Fatal: Falsche Wege aus der Glaubenskrise

Jared Diamond hat in seinem hellsichtigen Buch „Kollaps“ darauf hingewiesen, dass Gesellschaften immer dann gescheitert sind, wenn sie unter veränderten Bedingungen die Strategien intensivierten, denen sie ursprünglich ihren Erfolg verdankten – und dass sie genau damit ihren Untergang beschleunigten. (F.A.S. 27.12.2009).

Diese Einsicht ist auch geistlich sooo wichtig. Das Wesen der Religion ist es ebenfalls, die Dinge, die sie ausmachen (Rituale, Dogmen, Spiritualität) zu intensivieren, wenn es nicht so richtig „läuft“. Mehr, mehr, mehr… quer durch den konfessionellen Garten gesprochen:

  • wir müssen wieder mehr lateinische Messen wie früher feiern;
  • wir müssen mehr Lobpreiszeiten halten;
  • wir müssen mehr beten;
  • wir müssen wieder Luther in der Version von 1912 lesen (oder die neue Schlachter), denn nur diese hat den einzig wahren Urtext;
  • wir müssen wieder mehr…

Das Dumme ist nur: Christsein ist Tanzen auf der Fontäne, in den Spannungsfeldern des Glaubens, umschlungen mit und vom Rabbi Jesus, der die Wahrheit ist. Dieser geistliche Tanz durch die dunklen und hellen Täler des Lebens ist die natürliche Lebensäußerung eines Christen. Wir können sie nur verhindern. Indem wir in -ismen verfallen, die aus der personalen Beziehung ein System machen. Indem wir unsere Art zu glauben als den Weg bezeichnen. Es gibt aber nur einen Weg: Jesus. Jeder andere Weg verhindert Tanz.
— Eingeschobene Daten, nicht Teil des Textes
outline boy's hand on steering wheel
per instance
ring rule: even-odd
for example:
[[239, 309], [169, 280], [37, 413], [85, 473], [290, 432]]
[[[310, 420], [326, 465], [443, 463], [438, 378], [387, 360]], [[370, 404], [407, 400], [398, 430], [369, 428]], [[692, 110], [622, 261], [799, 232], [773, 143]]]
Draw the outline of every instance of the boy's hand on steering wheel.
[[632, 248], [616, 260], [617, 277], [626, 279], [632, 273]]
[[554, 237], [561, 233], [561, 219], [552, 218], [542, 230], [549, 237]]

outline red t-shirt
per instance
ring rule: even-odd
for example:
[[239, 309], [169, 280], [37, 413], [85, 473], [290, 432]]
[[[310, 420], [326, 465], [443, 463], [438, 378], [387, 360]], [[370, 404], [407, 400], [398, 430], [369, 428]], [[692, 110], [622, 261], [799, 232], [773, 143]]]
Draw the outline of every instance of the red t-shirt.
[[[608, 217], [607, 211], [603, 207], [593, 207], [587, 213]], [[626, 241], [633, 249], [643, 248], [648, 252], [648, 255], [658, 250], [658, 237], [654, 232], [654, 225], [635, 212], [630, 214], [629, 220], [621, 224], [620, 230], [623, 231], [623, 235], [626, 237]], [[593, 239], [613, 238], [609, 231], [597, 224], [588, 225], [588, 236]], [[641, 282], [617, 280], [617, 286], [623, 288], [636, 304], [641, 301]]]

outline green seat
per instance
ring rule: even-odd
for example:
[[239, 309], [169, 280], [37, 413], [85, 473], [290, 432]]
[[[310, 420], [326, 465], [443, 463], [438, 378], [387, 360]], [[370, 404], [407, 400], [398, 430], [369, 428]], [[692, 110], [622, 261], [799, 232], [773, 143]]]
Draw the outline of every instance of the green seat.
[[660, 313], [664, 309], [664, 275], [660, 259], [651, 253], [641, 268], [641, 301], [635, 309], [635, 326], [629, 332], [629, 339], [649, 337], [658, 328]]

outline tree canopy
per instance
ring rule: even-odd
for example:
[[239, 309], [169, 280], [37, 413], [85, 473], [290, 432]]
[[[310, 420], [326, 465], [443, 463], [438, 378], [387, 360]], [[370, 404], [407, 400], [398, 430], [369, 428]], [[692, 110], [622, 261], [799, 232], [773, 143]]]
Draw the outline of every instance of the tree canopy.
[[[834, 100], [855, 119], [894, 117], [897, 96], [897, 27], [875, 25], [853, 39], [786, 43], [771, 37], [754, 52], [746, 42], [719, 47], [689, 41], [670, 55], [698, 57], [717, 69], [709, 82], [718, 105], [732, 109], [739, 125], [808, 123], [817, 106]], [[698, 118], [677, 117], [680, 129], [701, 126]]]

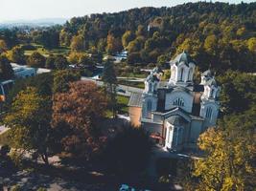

In der eigenen Spiritualität heisst das: Dem Impuls wehren, mehr machen zu wollen, wenn es nicht läuft. Die Dosis zu erhöhen von dem, was ursprünglich für den Kick gesorgt hat (und sei dies allein noch so gut!), ist bestenfalls Religion, eher ist es: Droge. Doch Glaube geht nicht darum, Kontrolle zu bekommen, sondern zu verlieren. Die Grundwahrheiten des Glaubens stehen. Aber sie sind nur der Ausgangspunkt. Der Tanz beginnt jetzt. Also lass los. Gestatte Jesus, dich zu führen. Erlaube dir, ihm auf die Zehen zu treten. Das ist so, wenn man tanzen lernt. Lass dich jeden Tag neu los und bete: Herr, hilf mir, Kontrolle loszulassen und mich führen zu lassen! Dazu helfe uns Gott.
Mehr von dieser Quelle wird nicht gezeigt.